‘What has religion done for women?’
A superb documentary by Shelagh Fogarty, on BBC Radio 2 this week, asked ‘What has religion done for women?’ The programme sought to understand why some women feel valued and empowered by their religion, whilst others find religious dogma oppressive and misogynistic. Cleverly melding pop culture and kick-ass music clips with incisive journalism, it’s well worth a listen on BBC iplayer . There’s also a great article on a similar theme in yesterday’s Chicago Tribune, by Rabbi Adam Chalom, ‘Religion’s treatment of women key to understanding progess’.

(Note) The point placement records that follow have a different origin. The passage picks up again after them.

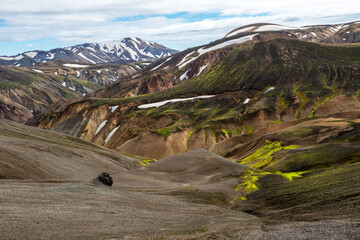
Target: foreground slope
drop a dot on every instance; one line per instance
(31, 153)
(279, 190)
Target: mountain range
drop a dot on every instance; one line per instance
(126, 50)
(255, 135)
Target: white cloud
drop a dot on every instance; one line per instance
(27, 45)
(92, 21)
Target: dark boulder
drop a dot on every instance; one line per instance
(105, 178)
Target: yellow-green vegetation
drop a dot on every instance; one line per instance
(321, 103)
(250, 179)
(145, 162)
(166, 131)
(304, 100)
(263, 156)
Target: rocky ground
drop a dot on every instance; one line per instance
(184, 196)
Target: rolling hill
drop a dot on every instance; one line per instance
(126, 50)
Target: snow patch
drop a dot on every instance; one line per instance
(98, 57)
(74, 65)
(91, 49)
(159, 104)
(160, 64)
(113, 108)
(82, 55)
(201, 69)
(17, 58)
(31, 54)
(110, 134)
(184, 76)
(240, 31)
(100, 127)
(268, 90)
(50, 56)
(265, 28)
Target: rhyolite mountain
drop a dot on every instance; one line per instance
(27, 91)
(254, 78)
(276, 118)
(126, 50)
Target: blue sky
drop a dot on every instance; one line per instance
(46, 24)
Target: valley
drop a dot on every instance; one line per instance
(252, 136)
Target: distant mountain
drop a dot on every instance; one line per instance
(126, 50)
(337, 33)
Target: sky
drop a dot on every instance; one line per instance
(179, 24)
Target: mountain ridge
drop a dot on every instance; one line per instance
(126, 50)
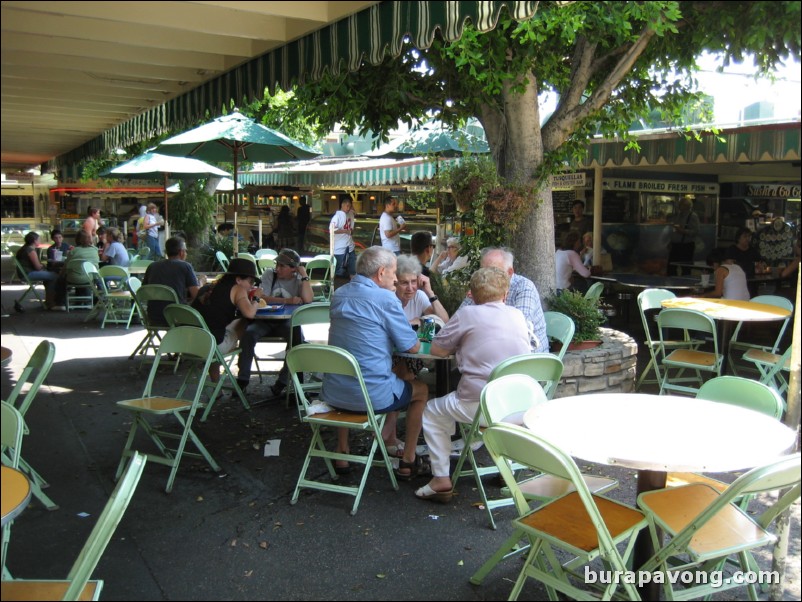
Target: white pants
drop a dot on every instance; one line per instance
(439, 422)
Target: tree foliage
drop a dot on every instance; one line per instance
(610, 63)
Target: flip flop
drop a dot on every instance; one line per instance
(427, 493)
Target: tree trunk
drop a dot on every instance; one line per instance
(519, 143)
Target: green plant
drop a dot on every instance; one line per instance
(584, 312)
(450, 291)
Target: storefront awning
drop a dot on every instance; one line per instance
(744, 145)
(369, 35)
(347, 174)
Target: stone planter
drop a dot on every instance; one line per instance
(610, 367)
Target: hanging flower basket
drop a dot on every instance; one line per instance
(504, 206)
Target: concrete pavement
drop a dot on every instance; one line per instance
(234, 535)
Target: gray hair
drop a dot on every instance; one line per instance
(500, 257)
(408, 264)
(372, 259)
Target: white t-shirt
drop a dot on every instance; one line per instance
(386, 222)
(345, 241)
(417, 305)
(566, 262)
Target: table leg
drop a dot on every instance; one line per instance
(648, 480)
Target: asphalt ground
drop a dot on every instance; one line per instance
(234, 535)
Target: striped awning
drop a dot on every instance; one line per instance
(346, 174)
(369, 35)
(778, 142)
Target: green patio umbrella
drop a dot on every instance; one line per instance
(155, 166)
(236, 138)
(432, 139)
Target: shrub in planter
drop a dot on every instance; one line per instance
(584, 312)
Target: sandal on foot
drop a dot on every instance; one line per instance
(342, 470)
(416, 468)
(427, 493)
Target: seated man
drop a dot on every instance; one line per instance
(175, 272)
(287, 283)
(523, 295)
(466, 335)
(367, 320)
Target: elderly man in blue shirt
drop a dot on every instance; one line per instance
(367, 320)
(523, 295)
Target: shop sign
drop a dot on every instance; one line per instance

Listening to Fogarty’s documentary has inspired me to dip into some Hildegard Von Bingen, a heroine of mine both for her ideas (that were centuries ahead of her time) and for her startlingly beautiful choral music. Hildegard was a 12th century nun unlike any other, an extraordinarily talented woman who was inspired by her Christian faith, but also by science, cosmology, art, music and medicine. She believed that both men and women were made in God’s image, a progressive view for her time and she extolled sexuality as natural and a symbol of the union of God and humanity. In a diversion from 12th century medical opinion, she claimed that female orgasm was an important part of conception (not entirely medically correct, but a great push for early feminism!) She writes:
“When a woman is making love with a man, a sense of heat in her brain, which brings with it sensual delight, communicates the taste of that delight during the act and summons forth the emission of the man’s seed. And when the seed has fallen into its place, that vehement heat
descending from her brain draws the seed to itself and holds it, and soon the woman’s sexual organs contract, and all the parts that are ready to open up during the time of menstruation now close, in the same way as a strong man can hold something enclosed in his fist.”
One fabulous 12th century nun, who valued sensuality as well as celibacy.